More info here: https://zookeeper.apache.org/doc/r3.1.2/zookeeperJMX.html

[solsson]

I believe the k8s container live probe is important because if the jmx exporter can't response anymore than it's useless.

Suggested a liveness probe in e4fadac

[solsson]

Confluent's release post for 1.0.0 mentions changes to metrics. Most of it, according to the release notes is in Connect. For Kafka I found https://issues.apache.org/jira/browse/KAFKA-5341.

[solsson]

This is a great addition, but with + 100M-150M memory per pod (+800M with the default scale) I'm a bit hesitant to merge. Will test more in #84.

[solsson]

I had always started from jmx-exporter's sample yaml for kafka, but it's much more enlightening to do as in metrics-experiment -- export everything.
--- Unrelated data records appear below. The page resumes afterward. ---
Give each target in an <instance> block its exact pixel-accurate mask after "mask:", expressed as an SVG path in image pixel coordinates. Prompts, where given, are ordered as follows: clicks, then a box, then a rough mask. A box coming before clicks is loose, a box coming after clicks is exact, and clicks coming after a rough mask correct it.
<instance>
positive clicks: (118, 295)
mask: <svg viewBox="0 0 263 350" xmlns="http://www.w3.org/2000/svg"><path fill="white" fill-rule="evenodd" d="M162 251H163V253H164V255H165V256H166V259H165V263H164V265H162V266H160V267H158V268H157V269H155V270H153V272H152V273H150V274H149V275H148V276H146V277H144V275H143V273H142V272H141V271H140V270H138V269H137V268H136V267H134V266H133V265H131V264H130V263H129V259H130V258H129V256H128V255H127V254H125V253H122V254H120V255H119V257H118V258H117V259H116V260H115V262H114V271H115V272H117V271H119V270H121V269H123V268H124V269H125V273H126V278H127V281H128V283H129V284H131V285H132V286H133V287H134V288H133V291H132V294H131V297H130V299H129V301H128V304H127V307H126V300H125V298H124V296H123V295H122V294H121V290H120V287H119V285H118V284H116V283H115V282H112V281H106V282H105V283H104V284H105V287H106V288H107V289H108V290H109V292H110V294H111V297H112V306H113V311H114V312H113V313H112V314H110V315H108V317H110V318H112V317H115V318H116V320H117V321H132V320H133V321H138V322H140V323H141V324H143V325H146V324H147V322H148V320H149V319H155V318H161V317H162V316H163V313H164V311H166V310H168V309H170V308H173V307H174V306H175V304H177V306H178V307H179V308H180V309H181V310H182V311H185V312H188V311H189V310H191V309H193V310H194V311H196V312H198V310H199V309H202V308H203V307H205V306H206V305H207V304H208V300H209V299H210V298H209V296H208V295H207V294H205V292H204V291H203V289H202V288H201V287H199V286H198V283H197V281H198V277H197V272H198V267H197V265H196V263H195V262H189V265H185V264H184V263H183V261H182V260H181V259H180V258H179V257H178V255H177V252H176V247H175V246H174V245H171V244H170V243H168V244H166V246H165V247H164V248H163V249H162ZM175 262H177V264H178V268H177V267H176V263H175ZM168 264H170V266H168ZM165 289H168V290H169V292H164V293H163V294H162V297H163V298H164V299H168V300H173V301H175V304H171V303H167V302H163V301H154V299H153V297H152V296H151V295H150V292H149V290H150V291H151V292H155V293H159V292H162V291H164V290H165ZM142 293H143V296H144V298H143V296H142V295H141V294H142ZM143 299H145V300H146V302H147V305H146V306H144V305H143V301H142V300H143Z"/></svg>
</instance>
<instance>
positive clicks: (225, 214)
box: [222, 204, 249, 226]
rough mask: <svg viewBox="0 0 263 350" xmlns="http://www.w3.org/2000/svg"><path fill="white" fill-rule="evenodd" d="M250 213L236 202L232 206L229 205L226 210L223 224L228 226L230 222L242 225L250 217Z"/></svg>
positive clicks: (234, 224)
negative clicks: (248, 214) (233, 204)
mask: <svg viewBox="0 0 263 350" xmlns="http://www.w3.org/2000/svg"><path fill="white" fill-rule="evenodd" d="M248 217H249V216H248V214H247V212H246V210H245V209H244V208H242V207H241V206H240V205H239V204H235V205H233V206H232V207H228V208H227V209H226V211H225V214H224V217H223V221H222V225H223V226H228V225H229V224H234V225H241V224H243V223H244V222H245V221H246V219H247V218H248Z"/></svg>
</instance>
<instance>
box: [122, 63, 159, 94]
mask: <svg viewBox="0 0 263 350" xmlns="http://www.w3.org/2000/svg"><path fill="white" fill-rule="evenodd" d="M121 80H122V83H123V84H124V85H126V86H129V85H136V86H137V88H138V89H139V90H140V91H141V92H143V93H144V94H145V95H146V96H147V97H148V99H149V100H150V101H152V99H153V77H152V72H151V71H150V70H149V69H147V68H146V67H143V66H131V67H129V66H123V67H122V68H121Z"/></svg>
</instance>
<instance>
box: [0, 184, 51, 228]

To inspect the result I'm using:

metrics_save() {
  pod=$1
  kubectl -n kafka port-forward $pod 5556:5556 &
  sleep 1
  time curl -o "tmp-metrics-$pod-$(date +%FT%H%M%S).txt" -f -s http://localhost:5556/metrics
  kill %%
}
metrics_save kafka-0
metrics_save pzoo-0

Sample full kafka /metrics at https://gist.github.com/solsson/efb929260fd663a9e15e0ac8557c5028, zoo at https://gist.github.com/solsson/15e2bdce7c23b2d1c7aea0ef895900cb

[solsson]

I've been testing kafka on a cluster with quite busy nodes, and I'm having more problems with the metrics containers than with Kafka itself. Currently exporting more metrics than committed conf, but with ssl=false.

  Normal   Pulled                 10m (x2 over 13m)   kubelet, gke-eu-west-3-b1-default-pool-b345de87-whj6  Container image "solsson/kafka-prometheus-jmx-exporter@sha256:40a6ab24ccac0ed5acb8c02dccfbb1f5924fd97f46c0450e0245686c24138b53" already present on machine
  Normal   Created                10m (x2 over 13m)   kubelet, gke-eu-west-3-b1-default-pool-b345de87-whj6  Created container
  Normal   Killing                10m                 kubelet, gke-eu-west-3-b1-default-pool-b345de87-whj6  Killing container with id docker://metrics:Container failed liveness probe.. Container will be killed and recreated.
  Normal   Started                10m (x2 over 13m)   kubelet, gke-eu-west-3-b1-default-pool-b345de87-whj6  Started container
  Warning  Unhealthy              3m (x10 over 12m)   kubelet, gke-eu-west-3-b1-default-pool-b345de87-whj6  Liveness probe failed: Get http://10.0.8.195:5556/liveness: net/http: request canceled (Client.Timeout exceeded while awaiting headers)

I've also raised the memory limit to 200M. I think we must find a liveness probe that doesn't cost an additional round of JMX probing.

Or drop the liveness probes, and have the monitoring system alert on stale metrics.